Had he been unfaithful to her? Yes—twice. Years ago on a skiing trip to Aspen with Tom after he’d sniffed God knew what up his nose. It embarrassed him to think about it, all over and done in seconds. He couldn’t remember her face; only the brickwork under his fingers as he clung to the wall in a dark corner of the garden. Another time, a man he’d only just met had given him a blow job. It was an LA party that time, another night of powdered lubricant and a dark bathroom. He had been so young. He’d refused drugs after that. Never told Lydia about either event. Hidden it away and hoped he didn’t get Alzheimer’s and start confessing it one day.
He missed the warm languor of Lydia’s mouth and her tongue winding and weaving into and around him. He missed looking into her eyes and seeing her smile. He missed them finding together the place where flesh became heat and release. And soul, he thought, though he had never liked the word. What sounded religious, but wasn’t, was that he’d had faith in their marriage. He had never imagined the simple commitment to love Lydia would become so complicated.
If two people were holding on to a rock face and one of them lost faith, wasn’t it up to the other person to tell them everything was going to be alright? Maybe Lydia was on a rock face in the Hamptons. She had told him to climb the rope. Climb, Arky, climb! She wanted him to save himself. And he had. He had climbed up. But she was still down there. Maybe she was waiting for him. Maybe she was waiting for him to come back and haul her up. Or at least be there to say goodbye when she fell. Maybe she’d been holding on all this time, wondering when he’d put his head over the cliff and say, ‘I’m here. I’m back with help.’
IN THE DARKNESS, DANICA ABRAMOVI? perused the retrospective, observing the list of implements from the performance in Naples in 1972. Gun. Bullet. Blue paint. Comb. Bell. Whip. Pocket knife. Bandage. White paint. Scissors. Bread. Wine. Honey. Shoes. Chair. Metal spear. Box of razor blades. Coat. Sheet of white paper. Hat. Pen.
Seventy-two items in all.
Feather. Polaroid camera. Drinking glass. Mirror. Flowers. Matches.
And the instructions: There are 72 objects on the table that one can use on me as desired.
When she had first heard of it, this shocking thing her daughter had done, giving the audience this opportunity to harm her, Danica had been devastated.
‘It’s too much. Why would you do this?’ she had asked Marina.
‘I have to understand.’
‘Understand what? Enough that already you nearly die inside the star, nearly burn to death here in Belgrade, but now you must nearly get yourself killed in Italy as well?’
‘I had to do it.’
‘You gave them knives, a loaded gun?’
‘I didn’t load the gun. The bullet was separate. They had to make the choice to put the bullet in the chamber.’

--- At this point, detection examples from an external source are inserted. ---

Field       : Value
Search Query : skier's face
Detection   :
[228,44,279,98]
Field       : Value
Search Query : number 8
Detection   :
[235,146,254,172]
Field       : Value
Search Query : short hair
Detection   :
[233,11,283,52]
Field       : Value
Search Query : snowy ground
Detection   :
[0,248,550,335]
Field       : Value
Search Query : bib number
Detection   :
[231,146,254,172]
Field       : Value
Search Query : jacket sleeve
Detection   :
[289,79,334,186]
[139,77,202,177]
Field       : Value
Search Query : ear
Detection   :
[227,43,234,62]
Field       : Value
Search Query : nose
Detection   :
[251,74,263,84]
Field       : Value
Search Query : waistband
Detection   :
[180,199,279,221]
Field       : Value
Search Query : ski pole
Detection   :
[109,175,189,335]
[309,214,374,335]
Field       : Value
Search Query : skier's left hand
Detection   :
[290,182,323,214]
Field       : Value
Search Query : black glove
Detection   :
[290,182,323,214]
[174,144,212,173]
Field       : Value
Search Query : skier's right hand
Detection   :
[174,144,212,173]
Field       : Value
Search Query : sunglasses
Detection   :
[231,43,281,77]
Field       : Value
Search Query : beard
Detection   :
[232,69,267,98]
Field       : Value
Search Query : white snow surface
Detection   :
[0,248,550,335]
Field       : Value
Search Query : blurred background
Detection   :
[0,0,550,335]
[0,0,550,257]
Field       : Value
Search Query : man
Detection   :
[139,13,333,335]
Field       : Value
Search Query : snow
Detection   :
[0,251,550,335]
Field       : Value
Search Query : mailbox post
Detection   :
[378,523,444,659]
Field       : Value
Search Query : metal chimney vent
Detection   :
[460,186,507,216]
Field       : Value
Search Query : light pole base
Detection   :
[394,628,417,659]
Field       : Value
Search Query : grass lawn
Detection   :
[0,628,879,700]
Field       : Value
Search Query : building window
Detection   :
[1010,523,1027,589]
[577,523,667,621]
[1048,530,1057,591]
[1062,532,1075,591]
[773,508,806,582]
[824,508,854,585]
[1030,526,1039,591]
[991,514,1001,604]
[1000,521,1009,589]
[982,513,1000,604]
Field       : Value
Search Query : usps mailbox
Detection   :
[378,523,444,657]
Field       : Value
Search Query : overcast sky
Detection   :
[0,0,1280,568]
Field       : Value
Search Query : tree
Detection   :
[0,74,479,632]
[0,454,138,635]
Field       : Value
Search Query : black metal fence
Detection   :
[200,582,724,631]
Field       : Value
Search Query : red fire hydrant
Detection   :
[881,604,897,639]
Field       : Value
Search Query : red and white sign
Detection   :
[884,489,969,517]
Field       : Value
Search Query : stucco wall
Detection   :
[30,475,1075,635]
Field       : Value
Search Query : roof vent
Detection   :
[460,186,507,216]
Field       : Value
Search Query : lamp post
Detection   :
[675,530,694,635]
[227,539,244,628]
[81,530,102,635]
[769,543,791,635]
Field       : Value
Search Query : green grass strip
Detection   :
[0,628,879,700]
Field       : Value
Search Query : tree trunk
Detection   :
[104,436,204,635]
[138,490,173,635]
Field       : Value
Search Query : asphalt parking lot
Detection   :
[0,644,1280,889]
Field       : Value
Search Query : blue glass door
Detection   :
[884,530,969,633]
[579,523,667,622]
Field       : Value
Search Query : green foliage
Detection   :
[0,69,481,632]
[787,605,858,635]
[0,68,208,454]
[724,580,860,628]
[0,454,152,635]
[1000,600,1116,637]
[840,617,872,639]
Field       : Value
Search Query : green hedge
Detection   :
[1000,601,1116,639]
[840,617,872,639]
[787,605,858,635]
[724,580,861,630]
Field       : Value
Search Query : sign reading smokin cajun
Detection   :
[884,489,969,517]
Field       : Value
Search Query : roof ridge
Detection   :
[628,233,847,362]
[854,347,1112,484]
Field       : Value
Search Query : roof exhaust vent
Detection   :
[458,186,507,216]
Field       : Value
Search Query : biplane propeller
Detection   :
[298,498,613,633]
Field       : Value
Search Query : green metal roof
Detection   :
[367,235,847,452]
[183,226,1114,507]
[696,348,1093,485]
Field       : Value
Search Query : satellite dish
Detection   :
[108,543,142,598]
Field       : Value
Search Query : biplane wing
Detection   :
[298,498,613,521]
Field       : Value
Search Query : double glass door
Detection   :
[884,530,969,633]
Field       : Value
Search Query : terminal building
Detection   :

‘Hold a gun to my head! Pull the trigger. Let’s see what will happen?’ Danica had been shouting by then.
‘No.’ Marina had almost whispered it. Her head down. ‘That is not art! It is not art!’ Danica had shouted.
A lot of mothers have daughters they did not understand. How many times Danica had come upon her colleagues discussing the latest thing Marina had done. The talk died as she entered the room.
Once Marina had said, ‘The fear frees me. You taught me that.’ And she had put her head on Danica’s shoulder like a normal daughter and they had laughed.
But there was a war inside Marina. Later Danica had asked her, ‘Why make more violence, when there is enough coming in the world without you laying a table with such weapons?’
‘You see the people in the pictures,’ Marina had said. ‘Every one of them was forced to think. They were drawn into the actions of the group—like soldiers. You know all about that.’
‘You take orders. You comply.’
‘I gave them their orders. They did comply. They will not forget the room and who they were when they realised what they were capable of. There were men who came out of that room and knew themselves as vicious. Women who were sure they were not until they had the opportunity to urge the men on. And when it was over and I started to walk around, they ran away. They were embarrassed, frightened of me. Frightened of themselves. They can never pretend violence was something they would not participate in.’
Danica had shaken her head. ‘It’s not right, Marina. This life you are choosing. It shames me.’